Independence, Mo., Man and Woman Plead Guilty to Violating Civil Rights of Family by Torching Their Home
Tammy Dickinson, U.S. Attorney for the Western District of Missouri, and Jocelyn Samuels, Acting Assistant Attorney General for the Civil Rights Division of the U.S. Department of Justice, announced that an Independence, Mo., man and woman pleaded guilty in federal court today to violating the civil rights of an African-American family by setting fire to their residence.
Logan J. Smith, 25, and Victoria A. Cheek-Herrera, 34, both of Independence, pleaded guilty before U.S. District Judge Brian C. Wimes to one count of conspiring to threaten and intimidate an Independence family from exercising their constitutional right to reside in their home because of their race or color and one count of a civil rights violation for committing a racially-motivated arson. Smith waived his right to a grand jury indictment and pleaded guilty to a two-count information, whereas Cheek-Herrera pleaded guilty to two of three counts charged in an indictment returned by the grand jury on May 23, 2013.
By pleading guilty, Smith and Cheek-Herrera admitted that on June 26, 2008, they conspired to injure, oppress, threaten and intimidate an African-American couple and their minor children in the free exercise of their constitutional rights to occupy and rent their home in Independence, because of their race and color.

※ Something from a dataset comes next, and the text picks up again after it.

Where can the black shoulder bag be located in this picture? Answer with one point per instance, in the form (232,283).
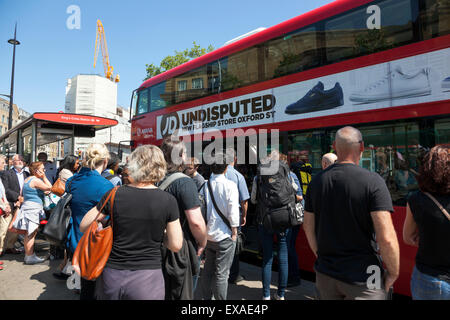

According to the plea agreements, Smith and Cheek-Herrera discussed their desire to set fire to the home of the couple, and they drew a swastika and wrote the words “White Power” on the driveway. Smith and Cheek-Herrera asked a juvenile acquaintance for gasoline and then created a Molotov cocktail by filling a glass bottle with gasoline and inserting a rag into the bottle to serve as a wick. Smith and Cheek-Herrera then lit the wick and threw the gasoline-filled bottle into the side of the house that the couple was renting and set the residence on fire.
Smith and Cheek-Herrera each face a statutory maximum penalty of 10 years in prison and a fine of $250,000 for one count of conspiracy against rights and a statutory maximum penalty of 10 years in prison and a fine of $250,000 for one count of interference with housing rights.
This case was investigated by the FBI and is being prosecuted by First Assistant U.S. Attorney David M. Ketchmark and Trial Attorney Shan Patel of the Civil Rights Division of the U.S. Department of Justice.